A major benefit of vertical-axis wind turbines (VAWTs) compared with their (upwind) horizontal counterparts (HAWTs) is that they can draw wind from all directions while not needing a yaw system.
A main disadvantage compared with modern, large-scale HAWTs is much lower aerodynamic efficiency. The Oxford Brookes University report states a maximum pressure coefficient (Cp) in the 35-40% range, compared with nearly 50% for HAWT, both for turbines operating in isolation. Vertax (pictured below) states a Cp of 38-39% design objective.
A major consequence is that the specific power of VAWTs must be substantially lower to achieve similar energy production to compensate for their reduced aerodynamic efficiency. This means there is an inherent need to fit a bigger rotor per megawatt within the same wind classes they are designed for and the required annual full load hours.
Some VAWT designs lack self-starting capability as well, requiring an external power source (with associated energy loss) during each starting-up action, either a dual-mode generator-motor electric machine or two separate devices.
Historic non-self-starting small-scale VAWT rotors were sometimes fitted with a small Savonius drag-type rotor inside, but this would always be at the expense of total system aerodynamic efficiency.

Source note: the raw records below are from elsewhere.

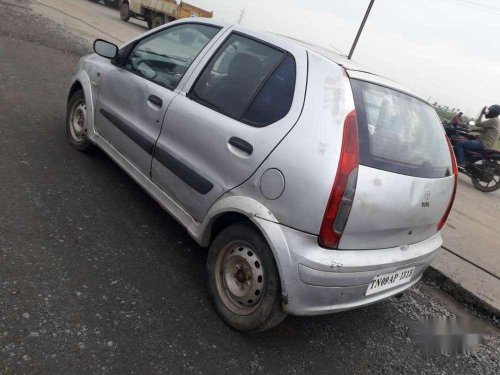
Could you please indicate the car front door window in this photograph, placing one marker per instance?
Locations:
(165, 56)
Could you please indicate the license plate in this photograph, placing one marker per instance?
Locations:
(390, 280)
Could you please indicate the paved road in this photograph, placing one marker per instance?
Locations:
(96, 278)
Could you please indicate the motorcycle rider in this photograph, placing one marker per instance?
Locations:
(490, 130)
(457, 120)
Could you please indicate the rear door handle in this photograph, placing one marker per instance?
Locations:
(153, 99)
(241, 144)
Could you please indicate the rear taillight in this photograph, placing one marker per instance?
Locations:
(344, 186)
(442, 222)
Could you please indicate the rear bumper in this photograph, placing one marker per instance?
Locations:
(320, 281)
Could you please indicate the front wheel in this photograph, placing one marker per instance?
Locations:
(157, 22)
(487, 177)
(243, 279)
(77, 122)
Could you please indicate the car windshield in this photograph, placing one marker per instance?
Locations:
(399, 133)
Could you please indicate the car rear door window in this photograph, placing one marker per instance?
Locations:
(164, 57)
(400, 133)
(275, 99)
(247, 80)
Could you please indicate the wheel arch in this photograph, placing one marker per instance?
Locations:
(82, 81)
(74, 88)
(233, 209)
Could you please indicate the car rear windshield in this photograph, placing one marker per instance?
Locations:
(399, 133)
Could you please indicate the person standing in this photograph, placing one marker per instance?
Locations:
(457, 120)
(489, 129)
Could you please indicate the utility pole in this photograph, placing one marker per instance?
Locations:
(361, 29)
(242, 16)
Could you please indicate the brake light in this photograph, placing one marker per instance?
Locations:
(344, 186)
(442, 222)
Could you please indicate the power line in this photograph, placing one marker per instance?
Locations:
(242, 16)
(475, 5)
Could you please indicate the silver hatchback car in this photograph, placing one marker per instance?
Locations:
(319, 187)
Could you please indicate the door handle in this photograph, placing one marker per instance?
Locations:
(153, 99)
(241, 144)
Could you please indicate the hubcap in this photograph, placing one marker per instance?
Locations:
(78, 121)
(490, 170)
(240, 278)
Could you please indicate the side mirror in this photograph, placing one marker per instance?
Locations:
(105, 49)
(146, 70)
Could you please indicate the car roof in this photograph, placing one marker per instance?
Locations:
(353, 69)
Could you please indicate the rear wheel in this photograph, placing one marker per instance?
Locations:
(243, 279)
(488, 178)
(125, 12)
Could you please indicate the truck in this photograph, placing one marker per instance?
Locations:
(159, 12)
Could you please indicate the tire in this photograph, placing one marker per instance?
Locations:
(125, 12)
(157, 21)
(488, 188)
(240, 261)
(76, 123)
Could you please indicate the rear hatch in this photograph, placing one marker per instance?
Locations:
(405, 177)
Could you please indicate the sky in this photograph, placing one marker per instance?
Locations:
(445, 50)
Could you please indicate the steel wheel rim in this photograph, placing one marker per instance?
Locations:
(78, 121)
(240, 278)
(495, 179)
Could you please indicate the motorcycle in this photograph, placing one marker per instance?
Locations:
(483, 167)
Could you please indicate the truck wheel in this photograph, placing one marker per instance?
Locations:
(157, 21)
(77, 122)
(125, 12)
(243, 279)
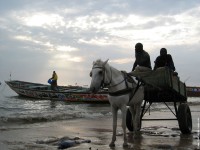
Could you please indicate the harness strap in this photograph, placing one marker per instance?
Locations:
(136, 89)
(121, 92)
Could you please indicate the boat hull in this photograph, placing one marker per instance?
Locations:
(64, 93)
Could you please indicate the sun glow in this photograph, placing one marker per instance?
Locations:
(42, 19)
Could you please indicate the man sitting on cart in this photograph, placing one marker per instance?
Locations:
(142, 58)
(164, 60)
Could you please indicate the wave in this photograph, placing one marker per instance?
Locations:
(36, 118)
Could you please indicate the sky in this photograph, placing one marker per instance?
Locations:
(41, 36)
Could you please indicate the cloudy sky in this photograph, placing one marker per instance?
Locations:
(40, 36)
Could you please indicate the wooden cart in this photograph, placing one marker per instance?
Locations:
(164, 86)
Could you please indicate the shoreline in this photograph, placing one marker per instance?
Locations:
(153, 134)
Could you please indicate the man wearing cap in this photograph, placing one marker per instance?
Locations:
(142, 58)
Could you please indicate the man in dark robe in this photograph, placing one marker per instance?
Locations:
(142, 58)
(164, 60)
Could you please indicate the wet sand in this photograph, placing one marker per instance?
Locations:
(153, 134)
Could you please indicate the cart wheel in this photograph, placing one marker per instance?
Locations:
(129, 121)
(184, 118)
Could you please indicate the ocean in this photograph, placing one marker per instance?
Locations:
(15, 109)
(36, 124)
(18, 110)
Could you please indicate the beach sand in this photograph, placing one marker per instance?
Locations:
(153, 134)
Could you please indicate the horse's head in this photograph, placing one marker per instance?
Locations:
(97, 75)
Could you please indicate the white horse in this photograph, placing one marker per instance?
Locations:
(121, 94)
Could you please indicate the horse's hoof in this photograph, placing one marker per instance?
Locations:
(112, 144)
(125, 145)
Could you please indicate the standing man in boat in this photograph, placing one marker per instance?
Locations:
(54, 79)
(142, 58)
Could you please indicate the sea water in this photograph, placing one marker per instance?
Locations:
(15, 109)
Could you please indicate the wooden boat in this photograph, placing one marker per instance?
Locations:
(64, 93)
(193, 91)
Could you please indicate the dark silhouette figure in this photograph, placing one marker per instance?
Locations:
(164, 60)
(142, 58)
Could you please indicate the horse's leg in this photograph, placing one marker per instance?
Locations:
(137, 116)
(132, 110)
(114, 113)
(124, 110)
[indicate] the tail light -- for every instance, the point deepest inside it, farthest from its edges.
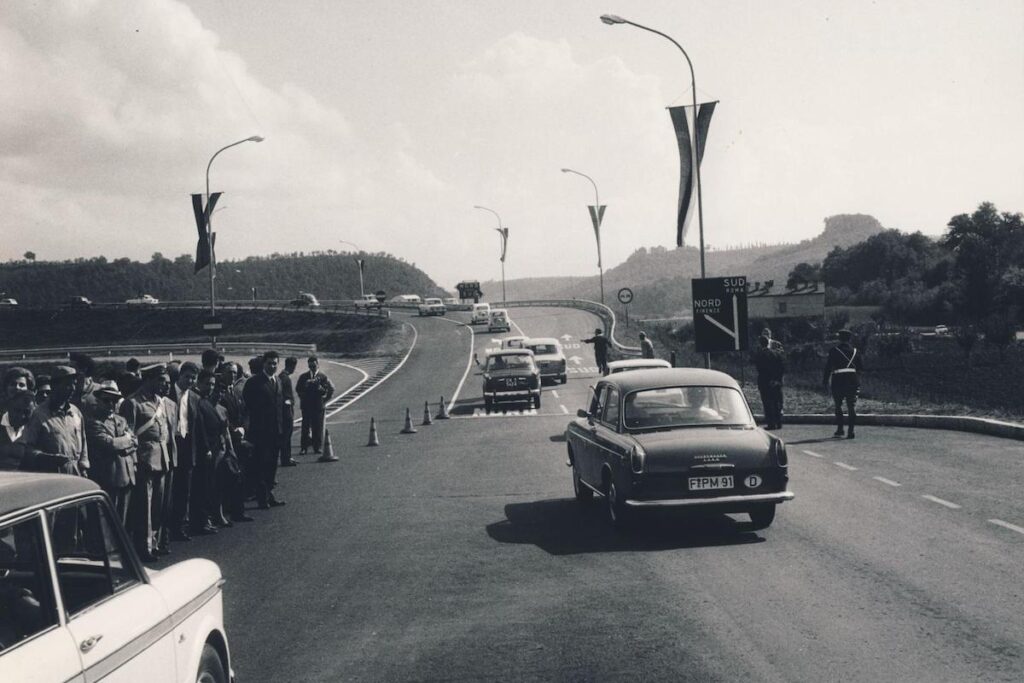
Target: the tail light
(637, 458)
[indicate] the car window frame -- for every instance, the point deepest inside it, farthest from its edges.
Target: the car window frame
(50, 565)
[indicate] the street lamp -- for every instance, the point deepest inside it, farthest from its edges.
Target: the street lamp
(611, 19)
(504, 231)
(358, 262)
(596, 214)
(209, 222)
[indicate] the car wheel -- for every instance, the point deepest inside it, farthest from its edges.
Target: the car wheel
(617, 512)
(211, 669)
(762, 516)
(582, 491)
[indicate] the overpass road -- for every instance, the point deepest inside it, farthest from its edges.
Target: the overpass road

Another VAWT-challenge is power output control:
- For stall-type variable-speed designs with a fixed blade angle, an output control option is rotor-speed control whereby a dual-mode generator-motor maximises and retains the rated output level. The main disadvantage — and safety concern in some experts’ views — is the lack of an aerodynamic braking system found in modern pitch-controlled HAWTs (three independent fail-safe aerodynamic brakes). An interlinked challenge is that continuous switching of the load direction during turbine operation in the rated power range could accelerate materials fatigue and trigger premature failures.
- With pitchable blades as an alternative solution, each blade is attached to support arms and bearings so that it can rotate. This requires at least one or more bearing supports and pitch systems for long blades, adding complexity, Capex and, likely Opex as well, compared with HAWTs. This is because the bearings and pitch systems are located in difficult-to-access exposed locations. They could be distanced around 110 metres from the rotor centre for a fictive 11MW H-type Darrieus turbine with a 220-metre diameter, 175-metre long blades and a 286W/m2 power rating.
- A third challenge is that the full VAWT-rotor plane always directly faces the wind and stopping plus locking the rotor during high-wind conditions would require a large and costly braking system. Past efforts to build H-type Darrieus turbines with reefable or foldable rotors proved either too expensive or were unsuccessful for other reasons, such as fast wear in the pivot points due to, among other things, lubrication challenges, creating imbalances, vibrations and premature failures.